For approximately 20 hours, six customer domains hosted through our custom domain service returned 503 errors for all requests.
The Custom Domain Broker allows customers to route custom domains to Cloud Foundry domains on cloud.gov. It is ultimately backed by Amazon Application Load Balancers (ALBs), with each custom domain pointing to one specific ALB. The custom domain broker is responsible for creating, updating, and deleting instances of the service, as well as enforcing the limit of number of domains per ALB.
Amazon ALBs have one or more listeners that are configured via rules to route traffic to a target group containing one or more targets. In our case, the targets are virtual machines acting as Cloud Foundry routers.
2019-05-31 - We found that all of the ALBs available to the custom domain broker had as many domains provisioned to them as the custom domain broker would allow, so we scaled the number of ALBs using Terraform. After a restart to load the change, the broker began provisioning new domains to the new ALB.
2019-06-05 11:52 AM EDT - The first customer provisions a new domain that lands on this ALB, and alerts us that it’s taking too long to provision.

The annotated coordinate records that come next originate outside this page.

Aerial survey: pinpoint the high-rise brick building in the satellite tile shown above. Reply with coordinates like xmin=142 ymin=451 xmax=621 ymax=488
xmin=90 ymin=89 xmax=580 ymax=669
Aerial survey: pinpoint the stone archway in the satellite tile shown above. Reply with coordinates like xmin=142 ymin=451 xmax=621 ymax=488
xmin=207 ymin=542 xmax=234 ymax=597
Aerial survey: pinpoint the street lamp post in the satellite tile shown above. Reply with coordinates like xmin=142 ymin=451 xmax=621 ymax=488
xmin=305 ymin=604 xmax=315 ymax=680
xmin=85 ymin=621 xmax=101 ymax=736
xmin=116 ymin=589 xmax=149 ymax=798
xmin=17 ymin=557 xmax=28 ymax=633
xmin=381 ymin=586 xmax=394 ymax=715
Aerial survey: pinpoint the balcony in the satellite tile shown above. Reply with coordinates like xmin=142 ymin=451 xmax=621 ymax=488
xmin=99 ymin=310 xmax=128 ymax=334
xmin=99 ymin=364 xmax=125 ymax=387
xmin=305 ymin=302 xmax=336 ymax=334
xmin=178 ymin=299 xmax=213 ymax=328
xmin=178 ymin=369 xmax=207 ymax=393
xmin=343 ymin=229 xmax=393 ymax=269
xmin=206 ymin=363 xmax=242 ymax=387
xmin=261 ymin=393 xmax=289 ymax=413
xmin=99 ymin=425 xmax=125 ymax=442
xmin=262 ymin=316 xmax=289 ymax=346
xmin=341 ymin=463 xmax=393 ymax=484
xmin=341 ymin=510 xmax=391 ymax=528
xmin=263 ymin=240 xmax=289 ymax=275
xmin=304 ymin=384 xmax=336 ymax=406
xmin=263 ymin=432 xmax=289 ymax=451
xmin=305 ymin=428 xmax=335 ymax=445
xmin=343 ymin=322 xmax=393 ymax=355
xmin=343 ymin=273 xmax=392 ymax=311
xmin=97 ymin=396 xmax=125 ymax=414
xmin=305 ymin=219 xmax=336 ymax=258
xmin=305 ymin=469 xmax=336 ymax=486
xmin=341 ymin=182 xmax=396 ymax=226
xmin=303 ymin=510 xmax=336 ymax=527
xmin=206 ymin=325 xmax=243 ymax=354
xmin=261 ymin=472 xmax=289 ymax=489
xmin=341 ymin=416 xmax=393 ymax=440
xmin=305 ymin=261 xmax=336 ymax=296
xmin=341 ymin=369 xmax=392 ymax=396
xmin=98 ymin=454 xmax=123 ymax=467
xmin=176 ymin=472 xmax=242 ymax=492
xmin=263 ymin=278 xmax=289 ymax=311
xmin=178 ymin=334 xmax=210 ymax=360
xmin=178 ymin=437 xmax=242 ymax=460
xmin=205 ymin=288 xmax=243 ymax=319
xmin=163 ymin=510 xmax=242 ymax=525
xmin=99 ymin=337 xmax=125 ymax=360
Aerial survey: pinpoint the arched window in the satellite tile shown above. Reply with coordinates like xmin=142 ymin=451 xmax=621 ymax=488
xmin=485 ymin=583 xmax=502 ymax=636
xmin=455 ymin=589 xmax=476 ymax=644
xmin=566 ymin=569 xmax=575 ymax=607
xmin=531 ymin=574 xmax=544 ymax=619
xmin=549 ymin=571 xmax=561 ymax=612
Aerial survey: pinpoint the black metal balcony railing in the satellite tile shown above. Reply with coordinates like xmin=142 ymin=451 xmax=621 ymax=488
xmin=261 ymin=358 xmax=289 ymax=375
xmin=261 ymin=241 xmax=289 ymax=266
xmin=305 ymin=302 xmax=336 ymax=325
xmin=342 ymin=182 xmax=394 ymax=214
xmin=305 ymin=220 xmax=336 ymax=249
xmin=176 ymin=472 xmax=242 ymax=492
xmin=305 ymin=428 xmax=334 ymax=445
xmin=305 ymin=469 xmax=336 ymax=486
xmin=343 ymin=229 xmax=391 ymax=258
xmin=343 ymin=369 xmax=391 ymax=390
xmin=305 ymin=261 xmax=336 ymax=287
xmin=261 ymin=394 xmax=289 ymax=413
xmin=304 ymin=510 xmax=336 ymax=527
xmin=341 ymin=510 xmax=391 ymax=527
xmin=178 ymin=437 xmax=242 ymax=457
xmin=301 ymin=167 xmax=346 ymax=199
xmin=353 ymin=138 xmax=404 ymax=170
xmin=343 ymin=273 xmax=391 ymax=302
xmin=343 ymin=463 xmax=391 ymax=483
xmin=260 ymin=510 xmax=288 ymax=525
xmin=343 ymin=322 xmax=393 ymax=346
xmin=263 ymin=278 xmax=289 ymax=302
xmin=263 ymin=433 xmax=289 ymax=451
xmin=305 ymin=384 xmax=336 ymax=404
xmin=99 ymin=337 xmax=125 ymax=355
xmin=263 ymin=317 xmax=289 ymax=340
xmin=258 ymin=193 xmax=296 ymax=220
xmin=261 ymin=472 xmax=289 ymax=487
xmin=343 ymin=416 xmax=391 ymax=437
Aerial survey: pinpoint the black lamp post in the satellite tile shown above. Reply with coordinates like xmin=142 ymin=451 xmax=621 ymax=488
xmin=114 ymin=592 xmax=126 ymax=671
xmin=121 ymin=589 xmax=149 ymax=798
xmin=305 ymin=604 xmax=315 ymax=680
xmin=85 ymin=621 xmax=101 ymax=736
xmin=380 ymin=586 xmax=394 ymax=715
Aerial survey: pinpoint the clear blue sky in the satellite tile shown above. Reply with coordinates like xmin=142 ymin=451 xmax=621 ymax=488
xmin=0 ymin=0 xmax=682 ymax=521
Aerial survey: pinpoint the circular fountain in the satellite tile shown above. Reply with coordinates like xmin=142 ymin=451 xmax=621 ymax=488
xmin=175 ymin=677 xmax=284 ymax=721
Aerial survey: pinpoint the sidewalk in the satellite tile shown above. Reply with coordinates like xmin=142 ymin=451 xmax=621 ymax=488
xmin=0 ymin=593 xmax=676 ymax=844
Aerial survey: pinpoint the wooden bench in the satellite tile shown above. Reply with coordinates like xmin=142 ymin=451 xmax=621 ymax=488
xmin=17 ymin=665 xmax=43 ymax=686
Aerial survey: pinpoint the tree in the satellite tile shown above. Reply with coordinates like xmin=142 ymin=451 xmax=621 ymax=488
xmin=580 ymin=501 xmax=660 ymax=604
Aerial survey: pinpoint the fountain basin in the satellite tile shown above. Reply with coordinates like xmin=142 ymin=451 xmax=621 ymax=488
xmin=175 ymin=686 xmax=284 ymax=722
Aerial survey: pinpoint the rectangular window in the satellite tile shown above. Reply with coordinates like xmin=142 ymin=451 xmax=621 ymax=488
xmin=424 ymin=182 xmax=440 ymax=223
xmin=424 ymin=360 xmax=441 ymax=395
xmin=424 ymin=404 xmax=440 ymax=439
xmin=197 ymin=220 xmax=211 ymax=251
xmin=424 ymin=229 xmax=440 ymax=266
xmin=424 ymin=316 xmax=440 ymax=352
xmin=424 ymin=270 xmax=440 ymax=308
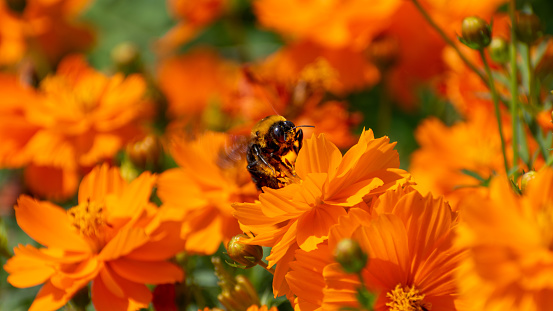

2019-06-05 1:57 PM EDT - We find that the target group for the new ALB had no targets registered, and manually add the Cloud Foundry routers as targets. We then began looking into why they did not get automatically added.
2019-06-06 11:00 AM EDT (approx) - We ran a task as a part of periodic platform maintenance that caused a rolling restart of the Cloud Foundry routers
2019-06-06 6:12:39 PM EDT - Cloud Foundry router rolling restart begins
2019-06-06 6:20:42 PM EDT - Cloud Foundry router rolling restart ends.
The new routers were automatically added to all but the newest ALB used by the custom domain service. At this time, all six of the domains hosted on the newest ALB started serving 503s to all requests.
2019-06-07 1:55 PM EDT - a user representing one of those domains contacted us to report problems with their domain.
2019-06-07 2:05:05 PM EDT Operations team received the request
2019-06-07 2:15:00 PM EDT (approx.) - The operations team began researching the issue
2019-06-07 2:30:17 PM EDT - The operations team identified the issue as the ALB. This is when we realized multiple users were affected by the issue reported.
2019-06-07 2:30:57 PM EDT - The operations team updated the target groups again manually.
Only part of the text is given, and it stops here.